SARB raises repo rate to 7% amid rising inflation risks driven by oil and food prices
The South African Reserve Bank (SARB) has raised its main policy interest rate by 25 basis points to 7%, citing increasing inflation risks driven largely by global oil price volatility and rising food costs.The decision was announced following the Monetary Policy Committee (MPC) meeting held on Thursday, with the new rate taking effect from 29 May.
SARB Governor Lesetja Kganyago explained that geopolitical tensions in the Middle East, particularly disruptions affecting oil flows through the Strait of Hormuz, have contributed to sustained higher crude oil prices, which are fluctuating around the $100 per barrel mark.These energy pressures have led to downward revisions in global growth forecasts while pushing inflation expectations higher.
Domestically, the Reserve Bank also highlighted renewed pressure on food prices, with farmers facing increased input costs such as diesel and fertiliser.
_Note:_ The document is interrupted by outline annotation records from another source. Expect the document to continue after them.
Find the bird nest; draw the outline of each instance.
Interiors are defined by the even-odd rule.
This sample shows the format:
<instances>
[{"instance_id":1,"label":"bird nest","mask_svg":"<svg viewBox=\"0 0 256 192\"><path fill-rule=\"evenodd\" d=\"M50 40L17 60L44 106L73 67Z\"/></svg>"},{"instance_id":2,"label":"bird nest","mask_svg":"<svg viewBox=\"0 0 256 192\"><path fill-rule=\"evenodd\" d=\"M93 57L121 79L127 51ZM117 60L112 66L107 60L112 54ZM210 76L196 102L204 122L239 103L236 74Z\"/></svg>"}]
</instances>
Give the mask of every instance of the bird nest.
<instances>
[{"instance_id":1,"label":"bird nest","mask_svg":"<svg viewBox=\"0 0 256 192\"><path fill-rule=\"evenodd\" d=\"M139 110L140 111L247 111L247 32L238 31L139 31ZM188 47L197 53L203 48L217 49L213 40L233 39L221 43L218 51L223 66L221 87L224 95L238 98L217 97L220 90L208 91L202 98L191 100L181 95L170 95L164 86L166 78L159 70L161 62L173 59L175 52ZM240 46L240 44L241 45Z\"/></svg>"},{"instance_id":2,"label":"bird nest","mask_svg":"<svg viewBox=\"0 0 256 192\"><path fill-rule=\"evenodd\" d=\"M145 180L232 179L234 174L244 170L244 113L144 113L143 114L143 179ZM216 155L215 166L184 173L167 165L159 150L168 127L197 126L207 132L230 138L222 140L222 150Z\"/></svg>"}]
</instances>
These cost increases are expected to feed into broader inflation, raising concerns about second-round effects as higher prices begin to influence wages and inflation expectations across the economy.The SARB now projects headline inflation to average 4.4% in 2026 and ease to 3.7% in 2027, before returning to the 3% target by 2028.Core inflation is also expected to remain elevated, peaking early next year.
Despite these inflationary pressures, the central bank acknowledged downside risks to economic growth, although it noted that South Africa’s macroeconomic fundamentals remain resilient, supported in part by a positive sovereign outlook from Moody’s.The MPC decision was not unanimous, with four members voting in favour of the hike and two preferring to keep the rate unchanged at 6.75%.
The Bank emphasised that the rate increase is aimed at anchoring inflation expectations and ensuring long-term price stability in a challenging global environment.Overall, the move reflects a cautious stance as policymakers balance persistent inflation risks against fragile economic growth conditions.